Audi et al. (2002) in their study found no correlation between BMD and any individual hormonal or biochemical bone metabolism markers, which indicates that none of these parameters could predict bone mineralization status. This finding partially agree with that of the current study as most of the biochemical markers did not differ between normal BMD, ostoepenia and osteoporosis and this may limit the use of these markers in diagnosis of osteoporosis but they are useful for understanding the pathogenesis of osteoporosis. Biochemical markers can indicate bone activity but not absolute bone mass. Also bone mass varies from site to site, but biochemical markers reflect total activity (Caulfield, 1995).
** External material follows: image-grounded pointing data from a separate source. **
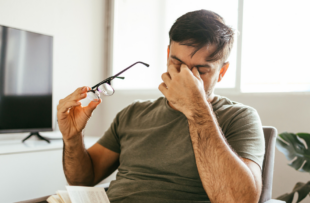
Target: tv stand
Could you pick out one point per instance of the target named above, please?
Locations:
(38, 136)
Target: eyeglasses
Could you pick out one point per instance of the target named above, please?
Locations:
(105, 86)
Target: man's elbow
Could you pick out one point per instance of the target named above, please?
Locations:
(249, 196)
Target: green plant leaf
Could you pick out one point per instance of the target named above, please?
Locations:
(302, 189)
(295, 150)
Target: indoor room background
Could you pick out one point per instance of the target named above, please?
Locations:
(94, 39)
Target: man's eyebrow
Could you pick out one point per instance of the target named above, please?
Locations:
(198, 66)
(176, 58)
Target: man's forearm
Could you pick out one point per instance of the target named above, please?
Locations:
(224, 176)
(77, 163)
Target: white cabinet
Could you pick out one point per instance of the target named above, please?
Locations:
(33, 169)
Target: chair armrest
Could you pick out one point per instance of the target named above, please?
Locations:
(104, 185)
(274, 201)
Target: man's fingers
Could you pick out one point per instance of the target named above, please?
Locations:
(78, 94)
(65, 107)
(183, 67)
(163, 88)
(91, 107)
(196, 72)
(173, 70)
(166, 78)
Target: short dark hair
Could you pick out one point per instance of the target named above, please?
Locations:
(203, 27)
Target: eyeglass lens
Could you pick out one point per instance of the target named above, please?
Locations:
(105, 89)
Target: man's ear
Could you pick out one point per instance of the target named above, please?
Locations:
(223, 71)
(168, 52)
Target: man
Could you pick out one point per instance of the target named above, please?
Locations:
(189, 146)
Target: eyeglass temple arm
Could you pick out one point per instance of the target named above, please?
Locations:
(147, 65)
(109, 79)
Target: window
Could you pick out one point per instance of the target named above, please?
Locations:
(274, 38)
(275, 47)
(141, 34)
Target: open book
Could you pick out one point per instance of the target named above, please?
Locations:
(78, 194)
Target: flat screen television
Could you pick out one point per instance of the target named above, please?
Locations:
(25, 81)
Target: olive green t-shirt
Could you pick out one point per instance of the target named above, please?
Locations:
(157, 161)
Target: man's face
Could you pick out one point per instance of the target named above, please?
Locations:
(210, 71)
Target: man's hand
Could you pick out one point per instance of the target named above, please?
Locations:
(184, 90)
(72, 117)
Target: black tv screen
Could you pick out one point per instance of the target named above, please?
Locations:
(25, 81)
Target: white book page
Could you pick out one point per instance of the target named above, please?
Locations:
(79, 194)
(63, 194)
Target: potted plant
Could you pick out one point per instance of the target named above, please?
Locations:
(296, 148)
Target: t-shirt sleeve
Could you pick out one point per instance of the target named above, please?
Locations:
(245, 135)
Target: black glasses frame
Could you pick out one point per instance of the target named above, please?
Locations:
(109, 79)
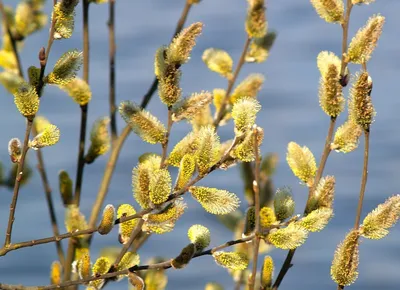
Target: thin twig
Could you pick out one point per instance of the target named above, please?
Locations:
(13, 41)
(17, 184)
(231, 82)
(112, 49)
(256, 189)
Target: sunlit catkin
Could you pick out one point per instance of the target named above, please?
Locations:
(329, 10)
(208, 150)
(200, 236)
(231, 260)
(256, 22)
(15, 150)
(284, 204)
(159, 186)
(215, 201)
(377, 223)
(288, 238)
(188, 107)
(65, 186)
(364, 42)
(48, 137)
(126, 227)
(267, 272)
(100, 140)
(181, 46)
(65, 68)
(345, 261)
(56, 273)
(302, 162)
(260, 47)
(361, 109)
(249, 87)
(27, 100)
(219, 61)
(186, 170)
(107, 220)
(144, 124)
(244, 113)
(347, 137)
(78, 90)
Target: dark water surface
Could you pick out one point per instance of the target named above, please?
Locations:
(290, 113)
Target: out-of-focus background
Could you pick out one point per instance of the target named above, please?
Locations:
(290, 112)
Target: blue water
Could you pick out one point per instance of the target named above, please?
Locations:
(290, 113)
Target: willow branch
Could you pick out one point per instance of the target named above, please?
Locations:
(110, 167)
(112, 49)
(231, 82)
(12, 39)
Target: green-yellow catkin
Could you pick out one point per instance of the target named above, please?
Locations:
(126, 227)
(48, 137)
(100, 140)
(200, 236)
(364, 42)
(107, 221)
(187, 108)
(288, 238)
(245, 150)
(188, 145)
(345, 261)
(215, 201)
(66, 67)
(164, 221)
(136, 281)
(231, 260)
(179, 50)
(244, 114)
(184, 257)
(15, 150)
(213, 286)
(208, 150)
(260, 47)
(347, 137)
(10, 80)
(129, 260)
(160, 186)
(168, 85)
(78, 90)
(325, 192)
(250, 221)
(186, 170)
(361, 109)
(65, 185)
(219, 61)
(317, 219)
(64, 14)
(249, 87)
(74, 219)
(267, 217)
(141, 180)
(267, 272)
(284, 204)
(359, 2)
(56, 273)
(27, 100)
(256, 22)
(84, 266)
(382, 218)
(330, 10)
(100, 267)
(302, 162)
(144, 124)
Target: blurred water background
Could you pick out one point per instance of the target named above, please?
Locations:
(290, 112)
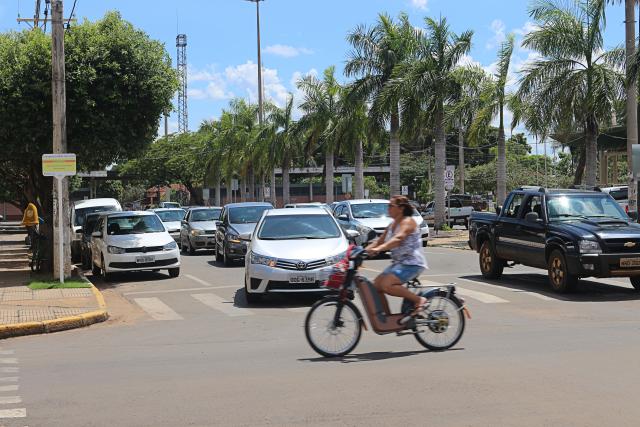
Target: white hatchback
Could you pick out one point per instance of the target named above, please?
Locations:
(130, 241)
(289, 250)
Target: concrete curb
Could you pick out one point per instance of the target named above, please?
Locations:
(61, 324)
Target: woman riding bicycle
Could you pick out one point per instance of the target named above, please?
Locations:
(403, 238)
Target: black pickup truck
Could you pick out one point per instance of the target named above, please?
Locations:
(571, 233)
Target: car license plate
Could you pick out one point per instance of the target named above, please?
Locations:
(629, 262)
(302, 278)
(145, 259)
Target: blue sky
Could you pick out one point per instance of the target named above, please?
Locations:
(298, 37)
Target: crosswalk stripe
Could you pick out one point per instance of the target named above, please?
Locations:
(13, 413)
(6, 400)
(157, 309)
(221, 304)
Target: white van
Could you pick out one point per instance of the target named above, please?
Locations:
(78, 214)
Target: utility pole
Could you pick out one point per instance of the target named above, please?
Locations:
(59, 137)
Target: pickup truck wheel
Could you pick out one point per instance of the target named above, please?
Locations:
(490, 265)
(635, 282)
(559, 277)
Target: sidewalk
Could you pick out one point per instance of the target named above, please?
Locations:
(455, 239)
(25, 311)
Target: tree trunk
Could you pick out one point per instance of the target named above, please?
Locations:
(632, 102)
(461, 158)
(274, 196)
(285, 180)
(328, 182)
(394, 155)
(501, 187)
(218, 201)
(591, 151)
(441, 162)
(358, 179)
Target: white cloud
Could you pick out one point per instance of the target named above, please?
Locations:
(287, 51)
(497, 27)
(420, 4)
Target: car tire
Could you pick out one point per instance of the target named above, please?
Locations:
(491, 266)
(251, 298)
(559, 277)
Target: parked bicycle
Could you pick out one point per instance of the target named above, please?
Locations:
(334, 324)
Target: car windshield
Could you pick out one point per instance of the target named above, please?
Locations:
(135, 224)
(81, 213)
(289, 227)
(584, 206)
(370, 210)
(171, 216)
(246, 214)
(205, 215)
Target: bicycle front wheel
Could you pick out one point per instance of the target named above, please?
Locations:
(328, 337)
(441, 325)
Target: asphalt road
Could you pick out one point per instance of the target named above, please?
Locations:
(190, 352)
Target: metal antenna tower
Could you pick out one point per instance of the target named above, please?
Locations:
(183, 117)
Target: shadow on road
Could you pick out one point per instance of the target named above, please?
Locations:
(587, 290)
(370, 357)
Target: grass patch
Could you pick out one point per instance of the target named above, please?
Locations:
(55, 284)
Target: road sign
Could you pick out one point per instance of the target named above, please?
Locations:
(449, 177)
(59, 164)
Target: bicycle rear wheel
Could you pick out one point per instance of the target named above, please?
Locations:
(442, 324)
(328, 337)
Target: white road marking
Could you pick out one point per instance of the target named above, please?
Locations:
(196, 279)
(6, 400)
(221, 304)
(171, 291)
(13, 413)
(157, 309)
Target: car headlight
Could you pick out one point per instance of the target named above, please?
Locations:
(336, 258)
(170, 246)
(589, 247)
(262, 259)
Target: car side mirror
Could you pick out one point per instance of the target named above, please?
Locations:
(532, 217)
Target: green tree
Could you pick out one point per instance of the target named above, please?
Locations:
(576, 79)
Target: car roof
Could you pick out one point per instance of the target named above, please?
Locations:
(364, 201)
(298, 211)
(89, 203)
(246, 204)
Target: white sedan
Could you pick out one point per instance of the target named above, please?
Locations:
(130, 241)
(289, 250)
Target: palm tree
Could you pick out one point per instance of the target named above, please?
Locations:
(426, 82)
(376, 52)
(575, 77)
(321, 107)
(493, 100)
(465, 107)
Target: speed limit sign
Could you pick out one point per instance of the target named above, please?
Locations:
(449, 175)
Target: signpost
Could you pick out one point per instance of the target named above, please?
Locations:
(59, 166)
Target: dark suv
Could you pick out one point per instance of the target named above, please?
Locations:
(236, 219)
(571, 233)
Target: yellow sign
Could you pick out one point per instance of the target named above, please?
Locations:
(59, 164)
Collier et al. (2002) concluded that these serum bone markers may prove useful in assessing response to treatment in the future. However, as the levels are affected by the extent of hepatic fibrosis and none of these markers has been studied in patients with chronic liver disease, they cannot yet be recommended as a means of assessing bone loss and the risk of fracture in cirrhotic patients. Bone markers are more useful in directing and following therapy. Subgroups of osteoporotics can have excessive bone resorption or reduced bone formation. Those with excessive resorption will have elevated levels of bone turnover markers and in this group antiresorptive therapy (such as oestrogens, bisphosphonates or calcitonin) may be of use. Those with reduced bone formation will have low levels of bone turnover markers and in this group bone formation stimulating agents (such as anabolic steroids) may be useful (Price and Thompson, 1995). Once therapy has been instituted bone markers are very useful in monitoring response.
CONCLUSION
BMD is decreased in chronic liver disease, with the proximal femur most commonly affected and patients with liver cirrhosis are at higher risk than patients with chronic hepatitis. Further and large-scaled studies should be performed to reveal the exact mechanisms that underlie the etiology of osteoporosis with chronic liver disease. Subsequently, treatment strategies should be improved.